Thank you! DH has coworker due soon, & this will be perfect!


----------



## mombr4 (Apr 21, 2011)

your all very welcome, enjoy the pattern


----------



## Elaine C. (Jul 9, 2011)

mombr4 said:


> Snowflake baby hat
> 
> this is a very cute hat in sizes
> to fit a preemie (newborn, 6 months old baby).
> ...


Thank you so much for posting this cute hat. I do love it.


----------



## Marilyn K. (Jul 8, 2011)

I really want to do this pattern but am very nervous about it so.... please forgive this dumb question. This may reveal itself as obvious once I start but... When you move the stitch marker one space, which direction will I move it to - right or left. Thank you!


----------



## mombr4 (Apr 21, 2011)

Elaine C.
your very welcome, enjoy the pattern

Marilyn K.
when you are using a marker in a pattern, when you get to the marker you move it from the left needle to the right needle and continue knitting the next round.

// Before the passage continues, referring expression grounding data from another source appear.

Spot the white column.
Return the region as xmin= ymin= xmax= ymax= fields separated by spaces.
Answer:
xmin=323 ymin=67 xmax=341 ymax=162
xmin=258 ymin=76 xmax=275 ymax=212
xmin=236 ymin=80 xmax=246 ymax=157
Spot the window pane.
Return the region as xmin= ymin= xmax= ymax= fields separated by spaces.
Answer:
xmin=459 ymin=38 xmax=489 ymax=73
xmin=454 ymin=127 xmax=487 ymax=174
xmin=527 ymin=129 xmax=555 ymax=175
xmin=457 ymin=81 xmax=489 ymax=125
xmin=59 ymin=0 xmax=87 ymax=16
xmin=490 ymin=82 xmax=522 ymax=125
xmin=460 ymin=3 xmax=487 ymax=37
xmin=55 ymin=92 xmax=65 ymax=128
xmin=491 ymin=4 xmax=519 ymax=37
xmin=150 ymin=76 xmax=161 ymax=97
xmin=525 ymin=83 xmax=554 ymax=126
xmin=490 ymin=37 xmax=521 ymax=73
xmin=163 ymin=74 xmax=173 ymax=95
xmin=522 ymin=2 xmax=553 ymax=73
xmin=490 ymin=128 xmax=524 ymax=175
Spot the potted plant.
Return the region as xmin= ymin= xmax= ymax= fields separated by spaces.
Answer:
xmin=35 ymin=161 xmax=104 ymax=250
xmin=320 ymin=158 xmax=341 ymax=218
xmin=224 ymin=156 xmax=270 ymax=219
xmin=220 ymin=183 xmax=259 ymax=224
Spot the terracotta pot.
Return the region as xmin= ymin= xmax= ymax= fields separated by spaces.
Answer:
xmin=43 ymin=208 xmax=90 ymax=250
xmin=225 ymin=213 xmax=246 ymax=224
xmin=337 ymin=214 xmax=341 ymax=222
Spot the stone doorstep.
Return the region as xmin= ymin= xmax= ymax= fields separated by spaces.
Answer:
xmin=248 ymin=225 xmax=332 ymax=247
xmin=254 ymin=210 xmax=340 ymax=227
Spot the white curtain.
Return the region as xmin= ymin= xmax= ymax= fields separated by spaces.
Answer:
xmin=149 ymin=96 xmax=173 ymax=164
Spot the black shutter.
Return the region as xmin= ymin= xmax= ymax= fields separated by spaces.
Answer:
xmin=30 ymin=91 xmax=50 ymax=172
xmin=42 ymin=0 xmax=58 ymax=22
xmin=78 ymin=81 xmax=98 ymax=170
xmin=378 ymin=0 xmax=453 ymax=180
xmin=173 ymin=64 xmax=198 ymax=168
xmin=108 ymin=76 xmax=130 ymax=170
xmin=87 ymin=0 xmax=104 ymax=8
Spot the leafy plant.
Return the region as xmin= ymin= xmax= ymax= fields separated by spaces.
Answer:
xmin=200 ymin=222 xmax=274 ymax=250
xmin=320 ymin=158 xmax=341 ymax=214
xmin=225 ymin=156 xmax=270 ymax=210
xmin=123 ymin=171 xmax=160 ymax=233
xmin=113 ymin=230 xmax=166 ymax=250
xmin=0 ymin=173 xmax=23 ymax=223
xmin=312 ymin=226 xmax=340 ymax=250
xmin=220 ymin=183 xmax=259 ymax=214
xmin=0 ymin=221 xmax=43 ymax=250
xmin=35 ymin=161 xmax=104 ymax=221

There is never a dumb question, that is how we all learn and if we don't ask we will never know. Never hesitate in asking a question. Hope this helps.

There is also this site that I have been using for years, and can pretty much find anything I have ever look for re: knitting. Bookmark it, they also have some great videos.

http://www.knittinghelp.com


----------



## Marilyn K. (Jul 8, 2011)

mombra4, Thank you so much for the encouragement and the information. I am going to do this!


----------



## mombr4 (Apr 21, 2011)

Marilyn K. said:


> mombra4, Thank you so much for the encouragement and the information. I am going to do this!


Your very welcome. Don't know if I mentioned but also when knitting in the round I usually cast on one extra stitch then the pattern calls for. When you get to the last stitch of the row and go to continue to attach to work in the round, knit the first and last stitch together. makes it easier to close the gap between the stitches between the end of the first round and the beginning of the second round.
Hope this makes sense, if not you can always send me a PM.

I'm sure you will do fine with the pattern.


----------



## lizziebelle68 (Jul 9, 2011)

I love this hat wish I could find a pattern like this for women instead of children.


----------



## mombr4 (Apr 21, 2011)

lizziebelle68 said:


> I love this hat wish I could find a pattern like this for women instead of children.


why not make it bigger by using the measurements of the pattern and double or triple the number of stitches once you measure the size in inches you need.

I think it should work. Just a suggestion.


----------



## BrightMoon (Aug 11, 2013)

Thanks


----------